R> qnorm(c(0.025,0.975),mean=-1,sd=0.3)
[1] -1.5879892 -0.4120108

Interpretation At threshold 0.05 the decision rule of the two-tailed test is:
Reject H₀ ⇔ X ∉ [ − 1.588 ; − 0.412] .
The patient is said to have logarithm of D-dimer concentration significantly different from −1 when his variable X is either lower than −1.588, or larger than −0.488.

p-value

A last central notion in statistical tests is the p-value.

The p-value is the proportion of values at least as bad as the observations, if H₀ is true.

Interpretation: the p-value measures how likely are the data, assuming the null hypothesis is true. It is the maximal risk to reject H₀ wrongly.

It is used as a test statistic, with the following decision rule

If the p-value is smaller than the first kind risk, reject H₀
If the p-value is not smaller than the first kind risk, do not reject H₀.

Example

A patient has a value of X equal to −0.46. Find the p-value of Dr. House's test.
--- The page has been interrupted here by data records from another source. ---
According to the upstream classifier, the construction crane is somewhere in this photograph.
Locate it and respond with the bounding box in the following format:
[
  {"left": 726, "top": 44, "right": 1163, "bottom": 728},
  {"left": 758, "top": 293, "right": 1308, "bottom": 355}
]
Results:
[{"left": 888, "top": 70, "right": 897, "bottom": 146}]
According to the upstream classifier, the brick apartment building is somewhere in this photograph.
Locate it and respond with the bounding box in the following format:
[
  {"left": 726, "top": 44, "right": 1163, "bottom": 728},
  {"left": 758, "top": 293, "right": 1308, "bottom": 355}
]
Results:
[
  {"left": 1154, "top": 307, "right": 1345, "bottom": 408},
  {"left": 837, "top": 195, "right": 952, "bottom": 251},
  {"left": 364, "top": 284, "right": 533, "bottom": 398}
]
The p-value is the threshold at which −0.46 would be the bound. Knowing the results of the first question, since −0.46 lies between −0.5065 and −0.3021, the p-value must be between 0.05 and 0.01. It is the probability under H₀, that the variable X is higher than −0.46, that is the right tail at −0.46 of the ${\cal N}(-1,0.3)$ distrubution, that is

R> pnorm(-0.46,mean=-1,sd=0.3,lower.tail=FALSE)
[1] 0.03593032

Interpretation For Dr. House's test, the p-value of a patient with a value of log-dimer equal to −0.46 is 0.0359. At risk 5%, the patient is declared at risk by Dr. House.

A patient has a value of X equal to −0.46. Find the p-value for the two-sided test.
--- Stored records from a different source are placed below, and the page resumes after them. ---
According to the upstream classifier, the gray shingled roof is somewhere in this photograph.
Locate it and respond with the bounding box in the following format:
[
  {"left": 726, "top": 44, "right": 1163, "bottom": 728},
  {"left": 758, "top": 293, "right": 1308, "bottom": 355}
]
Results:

The p-value is the threshold for which the observed value would be a bound of the rejection region. That rejection region is centered at −1. The other bound should be −1 − ( − 0.46 − ( − 1)) = −1.54. The normal distribution 𝒩(−1, 0.3) being symmetric at −1, the probabilility to be smaller than −1.54 is equal to the probability to be larger than −0.46. The later is

R> pnorm(-0.46,mean=-1,sd=0.3,lower.tail=FALSE)
[1] 0.03593032

The later has been calculated in question 3; it must be doubled.

R> 2*pnorm(-0.46,mean=-1,sd=0.3,lower.tail=FALSE)
[1] 0.07186064

Interpretation The p-value for a two-sided test is that of a one-sided test, multiplied by 2.

For the two-sided test, the p-value of a patient with a value of log-dimer equal to −0.46 is 0.0718. At risk 5%, the patient is declared not at risk.